Prendió uno en la parte trasera del cabello de Theo, y allí estaba mi hija de novia, tal como podría verse el día de su boda. No puedo perdérmelo, pensé.
Theo lucía bella en todos los vestidos, pero quedamos encantadas con el primero, que costaba 2 mil 767 libras esterlinas. Tomé docenas de fotos, pero ninguna captó lo que tenía delante, este sueño del futuro. A Theo le encantó tanto el vestido que fantaseé con comprarlo, pese a la imposibilidad económica. Después de todo, ha dejado de crecer. Lo más probable es que todavía le quede dentro de 15 años.

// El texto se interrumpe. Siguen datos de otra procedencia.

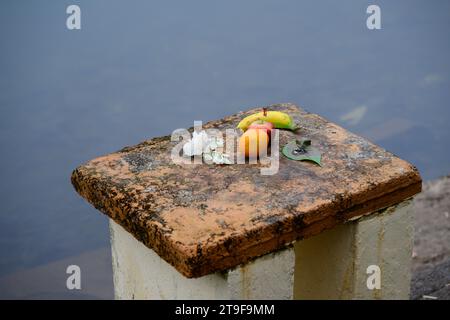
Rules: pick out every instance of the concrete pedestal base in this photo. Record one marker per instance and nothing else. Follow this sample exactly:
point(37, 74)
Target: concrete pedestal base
point(332, 265)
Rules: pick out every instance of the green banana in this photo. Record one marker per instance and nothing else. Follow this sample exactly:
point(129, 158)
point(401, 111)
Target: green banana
point(279, 119)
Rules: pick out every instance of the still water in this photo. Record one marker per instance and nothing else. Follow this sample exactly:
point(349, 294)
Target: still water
point(139, 69)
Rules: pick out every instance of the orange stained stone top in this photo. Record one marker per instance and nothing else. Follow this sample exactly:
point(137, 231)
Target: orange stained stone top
point(207, 218)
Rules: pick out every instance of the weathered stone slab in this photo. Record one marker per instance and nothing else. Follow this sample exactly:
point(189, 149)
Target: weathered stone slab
point(207, 218)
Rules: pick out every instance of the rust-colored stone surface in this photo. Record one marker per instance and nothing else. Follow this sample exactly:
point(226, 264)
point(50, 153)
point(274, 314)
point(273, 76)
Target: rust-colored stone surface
point(207, 218)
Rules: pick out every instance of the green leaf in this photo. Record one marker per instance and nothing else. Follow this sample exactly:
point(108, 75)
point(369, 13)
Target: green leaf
point(302, 151)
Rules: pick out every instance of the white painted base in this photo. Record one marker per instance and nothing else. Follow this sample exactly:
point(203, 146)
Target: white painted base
point(139, 273)
point(331, 265)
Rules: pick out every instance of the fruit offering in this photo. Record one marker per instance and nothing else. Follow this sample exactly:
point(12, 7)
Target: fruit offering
point(280, 120)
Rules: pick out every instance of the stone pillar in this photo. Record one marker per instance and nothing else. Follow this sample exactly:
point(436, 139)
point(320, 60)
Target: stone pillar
point(334, 264)
point(139, 273)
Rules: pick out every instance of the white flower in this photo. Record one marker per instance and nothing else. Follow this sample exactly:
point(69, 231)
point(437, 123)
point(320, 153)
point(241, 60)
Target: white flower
point(208, 146)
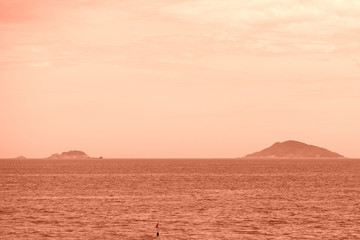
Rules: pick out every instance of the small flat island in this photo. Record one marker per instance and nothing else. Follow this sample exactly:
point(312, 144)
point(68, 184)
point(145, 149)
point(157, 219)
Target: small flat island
point(73, 154)
point(294, 149)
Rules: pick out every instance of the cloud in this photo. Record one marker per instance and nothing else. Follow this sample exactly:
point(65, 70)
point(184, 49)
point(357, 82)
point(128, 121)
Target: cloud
point(278, 26)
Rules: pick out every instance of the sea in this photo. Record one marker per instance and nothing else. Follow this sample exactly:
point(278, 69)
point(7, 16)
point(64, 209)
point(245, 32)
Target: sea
point(180, 199)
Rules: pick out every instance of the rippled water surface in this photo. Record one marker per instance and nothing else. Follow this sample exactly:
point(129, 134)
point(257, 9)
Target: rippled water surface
point(190, 199)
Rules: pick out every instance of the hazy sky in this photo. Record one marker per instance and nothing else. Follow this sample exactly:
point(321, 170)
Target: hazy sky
point(178, 78)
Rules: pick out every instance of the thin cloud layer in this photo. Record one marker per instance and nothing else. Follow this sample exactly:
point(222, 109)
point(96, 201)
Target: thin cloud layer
point(279, 26)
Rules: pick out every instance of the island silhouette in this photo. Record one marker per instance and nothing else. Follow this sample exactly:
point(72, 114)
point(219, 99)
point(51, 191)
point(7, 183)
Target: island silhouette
point(73, 154)
point(294, 149)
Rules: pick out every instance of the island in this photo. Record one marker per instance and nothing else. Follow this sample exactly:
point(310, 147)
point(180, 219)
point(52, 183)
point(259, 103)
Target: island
point(74, 154)
point(294, 149)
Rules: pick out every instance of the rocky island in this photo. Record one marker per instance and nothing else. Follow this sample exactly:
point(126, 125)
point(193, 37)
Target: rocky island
point(294, 149)
point(74, 154)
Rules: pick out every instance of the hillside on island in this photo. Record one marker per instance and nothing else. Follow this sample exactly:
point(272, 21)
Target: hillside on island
point(294, 149)
point(74, 154)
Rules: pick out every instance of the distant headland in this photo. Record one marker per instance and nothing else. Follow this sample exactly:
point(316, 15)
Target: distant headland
point(294, 149)
point(74, 154)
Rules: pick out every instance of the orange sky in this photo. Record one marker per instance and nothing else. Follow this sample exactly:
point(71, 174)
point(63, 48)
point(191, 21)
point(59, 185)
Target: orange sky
point(178, 78)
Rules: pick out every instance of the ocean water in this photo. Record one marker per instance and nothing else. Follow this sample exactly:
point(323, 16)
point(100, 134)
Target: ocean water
point(189, 198)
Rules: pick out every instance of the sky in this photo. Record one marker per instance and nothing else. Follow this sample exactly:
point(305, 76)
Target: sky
point(178, 78)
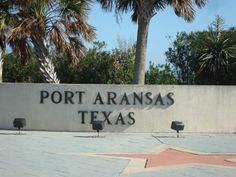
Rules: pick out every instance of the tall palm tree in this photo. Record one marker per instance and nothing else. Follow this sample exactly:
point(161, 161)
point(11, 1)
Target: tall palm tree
point(49, 25)
point(4, 19)
point(142, 12)
point(217, 51)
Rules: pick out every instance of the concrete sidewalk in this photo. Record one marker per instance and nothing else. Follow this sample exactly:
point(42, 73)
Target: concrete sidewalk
point(66, 154)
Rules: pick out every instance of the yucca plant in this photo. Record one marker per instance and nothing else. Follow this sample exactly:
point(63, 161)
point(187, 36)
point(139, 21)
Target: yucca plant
point(49, 25)
point(142, 12)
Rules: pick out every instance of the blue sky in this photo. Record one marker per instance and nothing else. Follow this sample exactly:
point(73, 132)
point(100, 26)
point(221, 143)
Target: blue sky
point(163, 28)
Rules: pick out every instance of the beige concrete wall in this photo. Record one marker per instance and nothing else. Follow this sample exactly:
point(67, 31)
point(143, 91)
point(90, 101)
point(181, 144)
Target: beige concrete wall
point(128, 108)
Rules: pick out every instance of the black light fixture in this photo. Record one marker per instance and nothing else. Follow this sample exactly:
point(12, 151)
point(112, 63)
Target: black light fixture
point(19, 123)
point(98, 125)
point(178, 126)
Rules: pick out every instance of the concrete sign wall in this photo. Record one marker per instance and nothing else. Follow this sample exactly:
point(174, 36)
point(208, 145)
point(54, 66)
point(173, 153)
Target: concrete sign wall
point(126, 108)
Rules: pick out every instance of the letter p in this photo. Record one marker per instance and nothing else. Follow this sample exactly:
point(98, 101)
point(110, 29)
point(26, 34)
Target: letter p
point(43, 95)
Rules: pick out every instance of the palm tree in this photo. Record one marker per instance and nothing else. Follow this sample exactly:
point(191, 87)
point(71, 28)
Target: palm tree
point(217, 50)
point(142, 12)
point(4, 19)
point(49, 25)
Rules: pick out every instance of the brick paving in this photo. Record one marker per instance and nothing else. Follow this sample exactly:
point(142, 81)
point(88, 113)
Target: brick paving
point(66, 154)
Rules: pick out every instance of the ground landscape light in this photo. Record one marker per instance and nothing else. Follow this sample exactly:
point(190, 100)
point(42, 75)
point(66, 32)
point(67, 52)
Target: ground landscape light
point(98, 125)
point(178, 126)
point(19, 123)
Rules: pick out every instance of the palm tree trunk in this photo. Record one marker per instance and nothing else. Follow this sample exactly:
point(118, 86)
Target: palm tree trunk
point(141, 48)
point(45, 62)
point(1, 64)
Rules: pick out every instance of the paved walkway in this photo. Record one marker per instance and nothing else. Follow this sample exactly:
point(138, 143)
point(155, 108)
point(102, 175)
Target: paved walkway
point(54, 154)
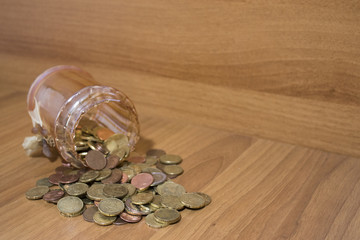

Nuestros nervios por el engaño fueron injustificados. Jess sólo preguntó cuándo se comprometió Theo, si fue una sorpresa y dónde celebrarían la ceremonia. En cierto modo, quería que preguntara más; es decir, habíamos inventado una realidad alternativa. Nos comportamos con naturalidad en nuestros roles. No tuve que fingir emociones. Casi todo lo que dijimos fue cierto. Le pedí a Jess que anotara el nombre del modelo y el diseñador del vestido.
No esperaba que realmente quisiéramos el vestido. Se suponía que sería un ensayo, por así decirlo. Sin embargo, se sintió muy serio —y lleno de gozo.
Cuando salimos, esperamos a estar a una cuadra de distancia para chocar las manos. “Lo hicimos”, dije. “Lo logramos”.
En el autobús camino al teatro, no podíamos dejar de hablar de su boda.
“Quiero enamorarme más que nunca”, dijo Theo. “Y ese vestido”.